Saturday, June 25, 2016

LEARNING IN THE DIGITAL AGE


Rethinking Learning in the Digital Age

When people think about education and learning, they often think about information. It’s not surprising that people see a natural connection between computers and education. Computers enable people to transmit, access, represent, and manipulate information in many new ways. Because education is associated with information and computers are associated with information, the two seem to make a perfect marriage.

This focus on information, however, is limiting and distorting, both for the field of education and for computers. If we want to take full advantage of new computational technologies, and if we want to help people become better thinkers and learners, we need to move beyond these information-centric views of computing and learning.

Unfortunately, most people don’t use computers that way today. When people are introduced to computers today, they are typically taught how to look up information on the Web, how to use a word processor, how to send e-mail. But they don’t become fluent with the technology.

What does it mean to be digitally fluent? Consider the analogy with learning a foreign language. If someone learned a few phrases so that they could read menus in restaurants and ask for directions on the street, would you consider them fluent in the language? Certainly not. That type of phrase-book knowledge is equivalent to the way most people use computers today. Is such knowledge useful? Yes. But it is not fluency.

To be truly fluent in a foreign language, you must be able to articulate a complex idea or tell an engaging story; in other words, you must be able to “make things” with language.

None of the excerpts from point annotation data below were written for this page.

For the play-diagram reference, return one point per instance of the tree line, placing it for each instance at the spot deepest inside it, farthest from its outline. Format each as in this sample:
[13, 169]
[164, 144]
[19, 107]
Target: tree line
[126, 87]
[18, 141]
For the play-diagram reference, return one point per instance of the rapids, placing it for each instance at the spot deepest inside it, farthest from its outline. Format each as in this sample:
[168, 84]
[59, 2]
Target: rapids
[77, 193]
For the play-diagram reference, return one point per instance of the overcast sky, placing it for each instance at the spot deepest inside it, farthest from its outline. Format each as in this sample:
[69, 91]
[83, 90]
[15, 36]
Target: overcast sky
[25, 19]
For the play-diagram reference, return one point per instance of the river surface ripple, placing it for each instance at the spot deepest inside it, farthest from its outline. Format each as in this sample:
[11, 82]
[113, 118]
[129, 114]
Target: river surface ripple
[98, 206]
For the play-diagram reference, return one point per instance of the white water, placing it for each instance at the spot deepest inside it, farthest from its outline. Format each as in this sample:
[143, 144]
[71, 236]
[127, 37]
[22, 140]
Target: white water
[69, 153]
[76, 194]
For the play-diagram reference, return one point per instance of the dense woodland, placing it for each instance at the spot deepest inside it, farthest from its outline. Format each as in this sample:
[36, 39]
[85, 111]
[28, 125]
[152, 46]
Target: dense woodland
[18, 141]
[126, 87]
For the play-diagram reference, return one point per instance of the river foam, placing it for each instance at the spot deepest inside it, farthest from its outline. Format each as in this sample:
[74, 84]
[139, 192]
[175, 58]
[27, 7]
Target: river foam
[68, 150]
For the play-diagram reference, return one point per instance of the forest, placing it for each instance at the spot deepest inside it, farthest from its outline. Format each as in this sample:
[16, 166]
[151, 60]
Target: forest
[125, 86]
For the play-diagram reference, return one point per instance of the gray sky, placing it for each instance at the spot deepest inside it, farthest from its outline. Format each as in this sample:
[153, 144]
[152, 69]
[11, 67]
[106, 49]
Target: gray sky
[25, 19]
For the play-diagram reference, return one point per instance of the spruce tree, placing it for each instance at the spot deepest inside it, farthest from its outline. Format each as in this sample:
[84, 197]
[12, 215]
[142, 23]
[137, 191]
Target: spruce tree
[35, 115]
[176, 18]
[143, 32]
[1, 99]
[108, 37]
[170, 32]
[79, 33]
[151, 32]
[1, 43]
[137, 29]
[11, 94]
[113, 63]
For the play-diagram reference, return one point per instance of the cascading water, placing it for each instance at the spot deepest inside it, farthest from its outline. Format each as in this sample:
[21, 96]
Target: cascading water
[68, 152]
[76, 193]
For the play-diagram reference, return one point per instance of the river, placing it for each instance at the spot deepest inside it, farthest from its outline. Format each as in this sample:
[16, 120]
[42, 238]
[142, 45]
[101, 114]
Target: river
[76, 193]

Analogously, being digitally fluent involves not only knowing how to use technological tools, but also knowing how to construct things of significance with those tools (Papert and Resnick 1995).

Fluency with language not only has great utilitarian value in everyday life but also has a catalytic effect on learning. When you learn to read and write, you are in a better position to learn many other things. So, too, with digital fluency. In the years ahead, digital fluency will become a prerequisite for obtaining jobs, participating meaningfully in society, and learning throughout a lifetime.

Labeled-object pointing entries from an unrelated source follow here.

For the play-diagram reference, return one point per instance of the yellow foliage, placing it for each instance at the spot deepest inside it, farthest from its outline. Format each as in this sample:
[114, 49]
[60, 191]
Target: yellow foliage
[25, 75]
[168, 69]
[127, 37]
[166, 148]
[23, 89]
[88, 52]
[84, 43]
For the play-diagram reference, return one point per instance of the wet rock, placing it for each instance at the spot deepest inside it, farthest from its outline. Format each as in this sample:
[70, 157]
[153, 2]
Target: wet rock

Today, discussions about the “digital divide” typically focus on differences in access to computers. That will change. As the costs of computing decline, people everywhere will gain better access to digital technologies. But there is a real risk that only a small handful will be able to use the technologies fluently. In short, the “access gap” will shrink, but a serious “fluency gap” could remain.

Conclusively; To provide more young people with the opportunity to become digitally fluent, the Massachusetts Institute of Technology (MIT) Media Lab and the Boston Museum of Science have established a network of learning centers in economically disadvantaged communities. At these centers, called Computer Clubhouses, young people become designers and creators with new digital technologies. Clubhouse members use leading-edge software to create their own artwork, animations, simulations, multimedia presentations, musical compositions, websites, and robotic constructions (Resnick et al. 1998).